Simple Guide To Online Payment Processing
Shifting your golf operation online? It’s important to know how payment processing works — from the checkout page all the way into your bank account.
For those working in the golf industry, it can sometimes feel like we’re the last to adapt to new technology. Good news is, it’s never too late to modernize your golf course and developing an ecommerce platform to sell tee times and pro shop equipment is a good way to start. There are many moving parts behind ecommerce but payment processing is arguably the most important piece to understand. Online payments aren’t that different from face-to-face payments — but they can feel miles apart.
It all starts with the customer. It’s pretty simple: The customer is the person making the purchase. They hold the card. Without them, you won’t have any payments to process.
Your Golf Course
That’s you, the merchant. You own the goods, run the online store, and collect the payments. You’ll need to set up a few things on your end, such as a shopping cart software, to ensure you can safely and effectively accept payments.
In order to handle online transactions, your website requires a piece of software, called a payment gateway, to sit in the background. When your customer makes a purchase on your web store, they’ll have to input payment information, such as a debit or credit card or a PayPal account. For the payment to work, that information has to be shuttled from your site to your payment processing company. Your gateway ensures that happens smoothly and securely and then confirms the sale to you and the customer — for a fee, of course.
Payment Processing System
From the gateway, your customer’s information and the transaction information land in the hands of your payment processing company, which you will have already set up a relationship with. After the sale, the customer’s money is taken from their bank account and will sit in this processing system before it reaches you. At the end of each trading day, money is distributed to merchants, and processing fees are billed at the end of the month. The payment processor does a lot of heavy lifting, so you won’t escape without compensating them.
Card Payment System
For a customer to make an online purchase, they need a card payment system. (Imagine trying to jam some cash into your computer’s USB port!) Their card, issued by the likes of VISA or MasterCard, belongs to a payment network. The payment processor can access that network to allow the funds to move between the customer’s bank and yours.

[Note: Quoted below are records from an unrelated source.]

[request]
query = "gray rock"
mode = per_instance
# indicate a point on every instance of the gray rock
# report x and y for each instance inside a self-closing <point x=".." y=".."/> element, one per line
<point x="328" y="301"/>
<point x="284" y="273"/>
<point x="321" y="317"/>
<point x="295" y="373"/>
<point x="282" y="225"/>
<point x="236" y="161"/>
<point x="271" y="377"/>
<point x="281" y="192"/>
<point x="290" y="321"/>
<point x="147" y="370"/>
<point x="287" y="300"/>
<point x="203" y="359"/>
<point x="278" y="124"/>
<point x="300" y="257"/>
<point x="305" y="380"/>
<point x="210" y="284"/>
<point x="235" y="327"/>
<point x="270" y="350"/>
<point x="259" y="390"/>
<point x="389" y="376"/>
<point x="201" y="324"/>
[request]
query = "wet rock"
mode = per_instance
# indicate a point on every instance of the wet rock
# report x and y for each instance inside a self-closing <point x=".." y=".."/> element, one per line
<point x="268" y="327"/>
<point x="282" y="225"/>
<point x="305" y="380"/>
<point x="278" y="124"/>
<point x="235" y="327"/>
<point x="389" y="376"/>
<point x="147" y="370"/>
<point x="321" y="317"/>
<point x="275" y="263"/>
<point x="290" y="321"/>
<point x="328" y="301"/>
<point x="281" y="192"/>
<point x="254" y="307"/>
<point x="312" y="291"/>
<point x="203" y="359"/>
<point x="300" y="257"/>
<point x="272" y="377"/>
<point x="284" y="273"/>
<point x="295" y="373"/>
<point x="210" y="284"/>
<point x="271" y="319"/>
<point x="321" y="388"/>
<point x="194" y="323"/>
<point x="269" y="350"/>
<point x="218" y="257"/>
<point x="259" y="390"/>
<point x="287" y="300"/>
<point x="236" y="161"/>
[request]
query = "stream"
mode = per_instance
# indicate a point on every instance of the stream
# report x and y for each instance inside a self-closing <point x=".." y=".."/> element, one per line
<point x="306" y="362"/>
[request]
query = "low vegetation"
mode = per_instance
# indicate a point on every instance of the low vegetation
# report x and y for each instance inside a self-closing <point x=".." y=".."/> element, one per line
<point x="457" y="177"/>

Without their bank, customers can’t buy things from your web store. Once your store recognizes a purchase, it sends that information to the customer’s bank, who’ll confirm (or not) whether the buyer has enough money available to them to buy that new Scotty Cameron putter. Once the customer’s bank confirms adequate funds (and here’s hoping they do) the wheels are set in motion.
This is where all your profits from your online sales are deposited. Allow two or three days for the money to land there — now that you understand all the parties involved in a sale, and how they function together, you can understand why!
As long as the customer has enough money in their account and their card isn’t blocked for whatever reason, the sale can be authorized. But not before a few important, behind-the-scenes actions take place: The customer correctly enters their payment information on your checkout page, the payment gateway transfers that record to your payment processor, who informs your customer’s payment provider, who checks in with their bank. Then, and only then, can you celebrate an authorized sale!
Exhale — the customer’s payment has been accepted. To execute your sale, money has to pass from the customer’s bank account through your payment processing company to you. Your payment gateway — that frisky software sitting in the background of your online store — confirms it and sends the information along to both parties. But you’re not done there.
While your sales are typically processed within two or three days, you won’t be in the clear completely once that money lands in your bank account. You still have to fork over a portion of each sale to your payment processing company, which collects a fee on every charge and smacks you with the bill at the end of each month. Beware: You also pay transaction fees on refunds.
What This Means For You
Setting Up Your Website
When does a website become an online store? When you first open a Store page, when the products are uploaded, or when you add prices? Nope. Only when your website is set up to properly accept payment do you have a real, functioning online store. Partner with a payment processor like PayPal, Stripe, or Square; their automated systems enable safe payments that go through so quickly, you won’t even have time to think about how this multi-layered process actually works. They are often all-in-one solutions that include the payment gateway as well as the payment processing system so you don;t have to manage multiple providers.
If you’ve learned anything so far from this post, it’s that there are a lot of people with hands on your transactions! And all these people want to be paid — they’re running a business too. You’ll have fees to pay out on each sale, plus some fixed monthly costs. With all these outsiders biting into your profits, it’s important you build a price structure that still allows you to win on each sale you make, or at least win overall at the end of each month. For payment processors/gateway for example, they usually take a percentage of each transaction value plus a fixed amount that usually falls at about 3% plus $0.30.
Should you hesitate to take your business online for security reasons? We think, when it comes to web sales, the positives vastly outweigh the negatives. Sure, there can be security concerns, but those exist offline as much as they do online. Fraud wasn’t invented along with the Internet. It’s important to educate yourself on the many security tools you have at your disposal and take all the safety measures available to you as an online business.
Now that you can sell to your customers online, you need to accept payments there too. Payments, pricing, and protection all function differently online than in-person — learn how before your first purchase and you’ll be set up for success.